Let's say you find a used car that you would like to buy, and the seller offers a 90-day money back warranty on the car. The problem is, you don't know the seller and the seller doesn't know you, so you aren't willing to pay until the warranty expires and the seller isn't willing to let you have the car for 90 days and then hope you come back to pay for it.

The solution is warranty escrow. In this form of escrow, a third party (a bank or a lawyer, for example) holds the money until the warranty expires and then delivers it to the seller. If the car breaks down before the warranty expires, the escrow agent verifies that you delivered the car (now a lawn ornament) to the seller and then refunds your money to you.

Legal Escrow

While legal escrow can be used in bankruptcies and structured settlements of lawsuits, it is most often used to receive and disburse settlement funds from class action lawsuits. You may have seen advertisements about class action suits against companies that manufactured various products that were later deemed unsatisfactory or even dangerous. Most such suits are settled out of court, with the manufacturer paying millions or even billions of dollars into an escrow account, with the escrow agent tasked with verifying and paying claims under the terms of the settlement. The lawyers running these ads are not the escrow agents, but they are offering to represent claimants before the escrow agent and attempt to get the claimants a share of the settlement money (less a share that goes to the lawyer).

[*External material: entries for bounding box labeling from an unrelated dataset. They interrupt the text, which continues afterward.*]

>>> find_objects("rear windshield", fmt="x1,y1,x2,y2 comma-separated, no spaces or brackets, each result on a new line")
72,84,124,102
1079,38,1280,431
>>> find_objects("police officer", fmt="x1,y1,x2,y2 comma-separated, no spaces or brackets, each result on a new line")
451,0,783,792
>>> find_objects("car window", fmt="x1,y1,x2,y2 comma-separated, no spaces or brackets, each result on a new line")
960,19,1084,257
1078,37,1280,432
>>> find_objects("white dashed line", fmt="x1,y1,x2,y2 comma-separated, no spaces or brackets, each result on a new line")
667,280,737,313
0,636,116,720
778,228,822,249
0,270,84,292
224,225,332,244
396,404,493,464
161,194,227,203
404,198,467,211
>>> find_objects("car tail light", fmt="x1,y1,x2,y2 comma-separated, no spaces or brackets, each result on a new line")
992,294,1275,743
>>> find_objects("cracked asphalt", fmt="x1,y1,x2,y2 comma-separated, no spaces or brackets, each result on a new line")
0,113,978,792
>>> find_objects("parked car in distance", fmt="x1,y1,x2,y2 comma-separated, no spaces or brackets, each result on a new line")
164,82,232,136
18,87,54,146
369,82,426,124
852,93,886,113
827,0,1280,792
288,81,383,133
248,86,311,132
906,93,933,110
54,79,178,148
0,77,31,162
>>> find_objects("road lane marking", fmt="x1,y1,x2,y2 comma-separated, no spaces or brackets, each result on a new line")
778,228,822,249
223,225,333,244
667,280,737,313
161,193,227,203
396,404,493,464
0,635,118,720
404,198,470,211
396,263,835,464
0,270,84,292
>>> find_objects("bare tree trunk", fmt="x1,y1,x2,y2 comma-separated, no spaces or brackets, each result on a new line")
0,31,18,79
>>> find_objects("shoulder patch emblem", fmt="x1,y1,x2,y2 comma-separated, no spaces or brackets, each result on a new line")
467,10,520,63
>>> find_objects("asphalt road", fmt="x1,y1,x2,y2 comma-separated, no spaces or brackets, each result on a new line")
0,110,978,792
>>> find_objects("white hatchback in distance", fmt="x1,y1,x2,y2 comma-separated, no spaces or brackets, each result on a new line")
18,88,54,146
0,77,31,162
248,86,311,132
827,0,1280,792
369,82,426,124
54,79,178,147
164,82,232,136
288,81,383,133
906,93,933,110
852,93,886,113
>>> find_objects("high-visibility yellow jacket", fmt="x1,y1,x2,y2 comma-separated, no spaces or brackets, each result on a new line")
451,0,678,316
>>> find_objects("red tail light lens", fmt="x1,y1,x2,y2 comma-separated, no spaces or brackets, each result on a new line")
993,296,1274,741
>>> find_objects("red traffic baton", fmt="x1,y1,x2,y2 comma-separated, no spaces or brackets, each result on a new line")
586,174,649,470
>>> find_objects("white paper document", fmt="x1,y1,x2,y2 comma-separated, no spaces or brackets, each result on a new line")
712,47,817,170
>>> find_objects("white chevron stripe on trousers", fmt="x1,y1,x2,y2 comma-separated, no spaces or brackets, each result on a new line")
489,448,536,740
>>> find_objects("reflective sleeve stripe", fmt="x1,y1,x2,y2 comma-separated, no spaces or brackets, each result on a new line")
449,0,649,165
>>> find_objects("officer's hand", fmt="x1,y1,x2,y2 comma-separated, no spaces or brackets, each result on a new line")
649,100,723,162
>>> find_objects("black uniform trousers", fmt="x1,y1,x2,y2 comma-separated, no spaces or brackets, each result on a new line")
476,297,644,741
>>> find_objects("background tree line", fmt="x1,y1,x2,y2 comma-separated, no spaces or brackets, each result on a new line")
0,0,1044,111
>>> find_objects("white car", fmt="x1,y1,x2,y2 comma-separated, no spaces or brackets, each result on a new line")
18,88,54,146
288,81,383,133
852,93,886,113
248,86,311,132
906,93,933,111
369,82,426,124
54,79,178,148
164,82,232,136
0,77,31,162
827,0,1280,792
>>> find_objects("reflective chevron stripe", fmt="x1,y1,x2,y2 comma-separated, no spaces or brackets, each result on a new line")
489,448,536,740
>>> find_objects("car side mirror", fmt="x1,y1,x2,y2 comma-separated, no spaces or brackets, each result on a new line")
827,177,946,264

Escrow, Your Landlord, and You

If you rent a home or apartment, you undoubtedly paid a deposit when you signed your lease. You were promised that if you left the property clean and in good shape when you moved out, your deposit would be returned to you.

In a perfect world, your landlord would have placed your deposit with an escrow agent: for example, in an escrow account at his bank. It would stay there until you move out and, if the escrow agent judged that you had met the requirements to get it back, it would be refunded to you (otherwise it would go to your landlord for cleaning and repairs to the property).

In reality, very few property owners or managers go to this much trouble. Instead they simply account for deposits as a separate component of cash and basically borrow your money interest free.